Aku mencoba menghubungi 110 dan tidak mungkin akan tersambung.
Situasi aneh ini membuatku merinding, dan bahkan lebih mengerikan dari pada mengetahui bahwa ibu itu bukanlah ibuku.
110 harusnya tidak melalui sinyal operator, dan memiliki prioritas lebih tinggi dalam transmisi sinyal.
Selama ada jangkauan tower operator telepon di sekitar, semua orang bisa mengakses tanpa memerlukan sinyal.
Sekarang aku bahkan tidak bisa menghubungi 110, artinya, aku berada di tempat terpencil di mana bahkan tidak ada tower operator telepon terdekat.
Tapi ketika aku melihat ke luar jendela, kami berada di area pemukiman biasa.
Dengan tinggal di sini, tidak mungkin tidak ada tower operator telepon.
Pikiran yang lebih menyeramkan perlahan muncul di benakku.
Mungkinkah aku sudah mati?
2
Begitu pemikiran ini muncul, rumah yang dulu terasa akrab kini seperti berhantu.
Bahkan catatan yang bertuliskan "Lari! Dia bukan ibumu!" tampak mencurigakan.

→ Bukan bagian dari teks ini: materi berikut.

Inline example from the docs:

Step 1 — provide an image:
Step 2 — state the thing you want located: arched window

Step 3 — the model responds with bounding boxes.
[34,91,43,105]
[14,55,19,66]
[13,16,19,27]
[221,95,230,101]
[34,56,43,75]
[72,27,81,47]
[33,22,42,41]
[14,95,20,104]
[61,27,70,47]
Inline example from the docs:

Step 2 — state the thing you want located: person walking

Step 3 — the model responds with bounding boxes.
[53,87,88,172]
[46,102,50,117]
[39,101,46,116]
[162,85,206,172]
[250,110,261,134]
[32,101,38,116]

Tidak, aku harus melarikan diri.
Bahkan jika ini adalah neraka tanpa tujuan, aku masih harus menemukan cara untuk melarikan diri.

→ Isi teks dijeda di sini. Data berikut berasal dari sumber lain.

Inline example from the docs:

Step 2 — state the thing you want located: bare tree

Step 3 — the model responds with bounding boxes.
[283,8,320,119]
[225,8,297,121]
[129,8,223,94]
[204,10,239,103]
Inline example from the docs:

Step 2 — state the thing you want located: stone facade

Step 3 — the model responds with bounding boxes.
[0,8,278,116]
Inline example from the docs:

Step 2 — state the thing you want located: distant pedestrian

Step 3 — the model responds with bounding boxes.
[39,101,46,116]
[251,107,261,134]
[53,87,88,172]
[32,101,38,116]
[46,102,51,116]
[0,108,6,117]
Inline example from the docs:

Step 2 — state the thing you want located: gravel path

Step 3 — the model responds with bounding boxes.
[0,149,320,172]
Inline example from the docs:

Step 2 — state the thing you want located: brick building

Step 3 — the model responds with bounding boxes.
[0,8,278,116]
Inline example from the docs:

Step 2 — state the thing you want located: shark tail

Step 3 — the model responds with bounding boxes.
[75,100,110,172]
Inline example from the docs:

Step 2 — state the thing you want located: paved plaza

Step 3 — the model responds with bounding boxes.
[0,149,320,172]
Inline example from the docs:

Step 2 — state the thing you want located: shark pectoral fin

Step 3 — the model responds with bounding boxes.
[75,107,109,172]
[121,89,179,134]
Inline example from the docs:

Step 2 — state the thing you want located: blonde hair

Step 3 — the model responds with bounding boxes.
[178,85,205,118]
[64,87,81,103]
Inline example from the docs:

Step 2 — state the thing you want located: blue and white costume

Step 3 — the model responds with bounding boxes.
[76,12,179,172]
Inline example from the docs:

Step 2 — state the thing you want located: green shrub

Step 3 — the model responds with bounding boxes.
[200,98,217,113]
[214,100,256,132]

Aku mengangkat seprai, menambahkan sarung bantal dan pakaian. Kemudian mengikatnya dari ujung ke ujung, dan memelintirnya hingga menjadi satu helai.

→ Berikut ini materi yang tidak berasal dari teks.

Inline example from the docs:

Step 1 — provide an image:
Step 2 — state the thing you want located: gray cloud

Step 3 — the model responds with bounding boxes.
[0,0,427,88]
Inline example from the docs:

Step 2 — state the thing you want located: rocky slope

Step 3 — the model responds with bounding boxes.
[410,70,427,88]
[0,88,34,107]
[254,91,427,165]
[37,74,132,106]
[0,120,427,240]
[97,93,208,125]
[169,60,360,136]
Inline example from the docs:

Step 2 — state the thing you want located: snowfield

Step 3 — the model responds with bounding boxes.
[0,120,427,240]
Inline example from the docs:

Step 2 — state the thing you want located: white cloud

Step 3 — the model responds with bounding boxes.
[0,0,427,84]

Salah satu ujungnya diikat ke radiator di bawah jendela, dan ujung lainnya dibuang ke luar jendela.
Untung saja keluargaku tinggal di lantai empat yang tidak terlalu tinggi, dan di luar jendela ada pohon yang bisa dijadikan tempat melompat dan berteduh.
Aku naik ke sisi jendela dan menarik talinya agar kuat menahan tubuhku.
Kemudian, aku melangkah keluar dari ambang jendela.
Saat aku baru melangkah keluar, terdengar suara keras dari pintu kamar.
Pintunya terbelah dari luar, dan melalui celah itu, aku melihat wajah ibuku yang tampak terganggu.
Dia memegang pisau dapur dan menebas pintu itu dengan kasar.
Celah itu semakin besar dan semakin besar. Wajahnya semakin lama semakin tampak dari celah tersebut.
Dengan senyum dingin dan gila di wajahnya, matanya menatap lurus ke arahku.
Dia pasti merasa bahwa aku akan melarikan diri, jadi dia bergegas masuk dan ingin membunuhku lagi.
Aku bertekad untuk tidak berhenti dan berjalan menuruni tali sedikit demi sedikit.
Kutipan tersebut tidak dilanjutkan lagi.